Anjali had cautiously optimistic news. In the week since they’d discovered that
P. aeruginosa
had caused the pneumonia plaguing the camp, they’d loaded up all patients in the Parnaas infirmary with the appropriate antibiotics. Many were on their way to recovery.

“We’ve lost six patients to it since we started the new drugs,” Anjali said, “and their situations were complicated by other health factors.” Sophie saw the unhappy set of her friend’s mouth when she said it. Losing patients was part of a doctor’s life, but that didn’t mean this particular physician had to like it.

Intimate contacts with the existing cases had been rounded up and started on antibiotics. They’d combined the medication distribution with a widespread vaccination program. “Typhoid, hepatitis, anything else that might be a risk in a camp this size. The guards don’t know we’re administering conventional vaccines; they think we’re curing the pneumonia with the shots. By the way, I’m burning through antibiotics, gloves, syringes, and hypodermics.”

“We have a lot of that stockpiled, so take what you need. I…” Sophie grinned, catching her own mistake. “The Rev can get you more within forty-eight hours. Anything else happening?”

“Yeah, four more cases of dysentery.” Anjali’s face wrinkled with annoyance. She had an intense personal dislike of diarrheal diseases in her ward.

“Tough,” Sophie said with a grin. “I’ll order more bedpans.”

“Your lack of sympathy is noted.” Anjali made a face. Sophie turned to the Rev for an account of his interactions with the Commandant.

Commandant Jaros had been intrigued by the team’s efforts to stop the pneumonia. He had asked many questions about Michael’s condition and Sophie’s wellbeing.

“I think he misses you,” said the Rev uncomfortably. “But here’s the kicker. He wants either Sergei or Sevastian to report to him tomorrow, then return with us in the evening. Double-checking our stories, no doubt.”

An uneasy silence filled the room. The guards couldn’t have overlooked the fact that Sophie slept with the so-called guinea pig patient. Commandant Jaros would no doubt find that interesting in the extreme.

“I’ll take care of it,” she finally said.

“You’re not going to do anything rash, are you?” The Rev looked worried.

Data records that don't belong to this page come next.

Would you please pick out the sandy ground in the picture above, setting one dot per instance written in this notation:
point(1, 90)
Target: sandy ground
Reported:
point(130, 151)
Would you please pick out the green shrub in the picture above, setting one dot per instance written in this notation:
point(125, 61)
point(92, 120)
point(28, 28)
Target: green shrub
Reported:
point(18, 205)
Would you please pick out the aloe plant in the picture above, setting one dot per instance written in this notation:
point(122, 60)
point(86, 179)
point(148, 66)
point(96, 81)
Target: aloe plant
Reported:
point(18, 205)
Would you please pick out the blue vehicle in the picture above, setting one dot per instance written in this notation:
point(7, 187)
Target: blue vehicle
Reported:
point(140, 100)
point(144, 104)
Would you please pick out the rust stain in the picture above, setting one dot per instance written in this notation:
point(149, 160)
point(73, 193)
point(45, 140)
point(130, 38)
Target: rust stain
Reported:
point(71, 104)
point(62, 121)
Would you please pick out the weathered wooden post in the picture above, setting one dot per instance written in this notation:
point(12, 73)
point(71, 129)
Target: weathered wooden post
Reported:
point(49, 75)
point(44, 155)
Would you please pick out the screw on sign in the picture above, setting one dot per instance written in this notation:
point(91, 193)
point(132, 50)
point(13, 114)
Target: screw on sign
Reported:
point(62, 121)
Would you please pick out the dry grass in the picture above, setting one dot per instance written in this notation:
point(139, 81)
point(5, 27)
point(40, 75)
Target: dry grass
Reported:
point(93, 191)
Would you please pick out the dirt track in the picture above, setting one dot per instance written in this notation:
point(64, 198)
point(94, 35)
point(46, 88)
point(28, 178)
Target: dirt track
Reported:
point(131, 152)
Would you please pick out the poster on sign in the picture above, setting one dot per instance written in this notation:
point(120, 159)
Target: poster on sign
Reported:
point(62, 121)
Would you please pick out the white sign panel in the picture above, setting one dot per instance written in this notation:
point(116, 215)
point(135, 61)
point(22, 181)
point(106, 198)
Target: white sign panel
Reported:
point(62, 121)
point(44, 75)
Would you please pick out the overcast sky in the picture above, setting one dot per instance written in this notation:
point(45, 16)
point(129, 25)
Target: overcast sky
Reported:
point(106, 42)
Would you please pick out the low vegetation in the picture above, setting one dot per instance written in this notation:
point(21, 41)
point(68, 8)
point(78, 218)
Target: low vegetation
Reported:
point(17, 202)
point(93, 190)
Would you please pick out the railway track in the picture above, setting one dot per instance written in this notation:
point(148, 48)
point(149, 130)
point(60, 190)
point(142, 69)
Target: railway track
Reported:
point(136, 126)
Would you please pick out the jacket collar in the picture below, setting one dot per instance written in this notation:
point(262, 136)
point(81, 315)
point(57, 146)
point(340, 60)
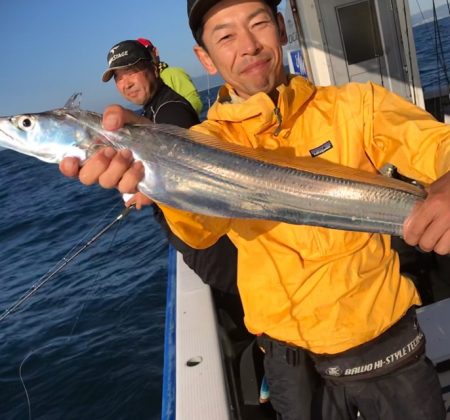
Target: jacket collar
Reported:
point(230, 107)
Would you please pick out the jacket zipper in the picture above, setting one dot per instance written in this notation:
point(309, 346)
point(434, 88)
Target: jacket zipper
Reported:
point(277, 113)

“Hardly. I’m going to make them an offer they can’t refuse. Just let me make a phone call first.”

 

~~ - ~~

 

The person at the other end of the line picked up almost immediately. “It’s me,” she said. This person didn’t need to be reminded about the risks of cell phone lines.

“Understood. We received your message. Thank you, dear. Those words are so inadequate, but thank you. Have you seen improvement in…?”

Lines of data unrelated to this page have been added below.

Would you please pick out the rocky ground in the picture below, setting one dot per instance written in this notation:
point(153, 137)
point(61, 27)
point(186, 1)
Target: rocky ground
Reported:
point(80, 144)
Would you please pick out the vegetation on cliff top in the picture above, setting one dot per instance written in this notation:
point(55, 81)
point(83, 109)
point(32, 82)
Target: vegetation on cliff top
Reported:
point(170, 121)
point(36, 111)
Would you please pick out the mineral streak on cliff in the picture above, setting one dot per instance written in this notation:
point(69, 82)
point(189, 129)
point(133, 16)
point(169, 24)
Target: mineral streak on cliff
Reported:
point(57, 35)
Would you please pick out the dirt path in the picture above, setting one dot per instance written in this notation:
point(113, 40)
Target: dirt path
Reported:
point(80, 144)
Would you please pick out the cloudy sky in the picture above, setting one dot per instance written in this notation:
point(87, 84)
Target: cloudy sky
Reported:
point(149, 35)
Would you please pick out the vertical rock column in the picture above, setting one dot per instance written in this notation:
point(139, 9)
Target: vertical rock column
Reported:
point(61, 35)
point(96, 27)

“Yes.” She sensed the relief at the other end of the line. “You two can talk in a minute. First, I need a big favor, and you’re the only person connected enough to pull it off. I’m going to send you an email in a few minutes. Can you read it and give me a fast answer, yes or no?” Sophie had a military-grade encryption program on her laptop; if the Soviets were monitoring their email traffic (and she had to assume they were), the encryption level alone on this correspondence would catch their eye. She just had to trust it would hold – or at least hold long enough to carry out her plan.

“Absolutely. I’ll be waiting for it.” They exchanged a few more pleasantries while she walked to the infirmary. She peeked in and saw Michael awake in bed, looking grumpy and bored. He brightened when he saw her.

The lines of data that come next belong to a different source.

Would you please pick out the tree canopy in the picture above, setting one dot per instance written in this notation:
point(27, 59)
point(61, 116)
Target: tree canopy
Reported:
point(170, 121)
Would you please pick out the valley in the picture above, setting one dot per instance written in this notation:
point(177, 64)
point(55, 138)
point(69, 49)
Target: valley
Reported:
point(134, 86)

“Hang on.” Sophie extended the phone to him. “Don’t use any names, and speak English.”

He nodded and put the phone to his ear. “Hello?” he said cautiously. His eyes widened with surprise and happiness. “Yes, it is really me. I am okay. Really, I am okay…no, please do not cry.” She could see joy in his eyes as she left the room with her laptop under her arm.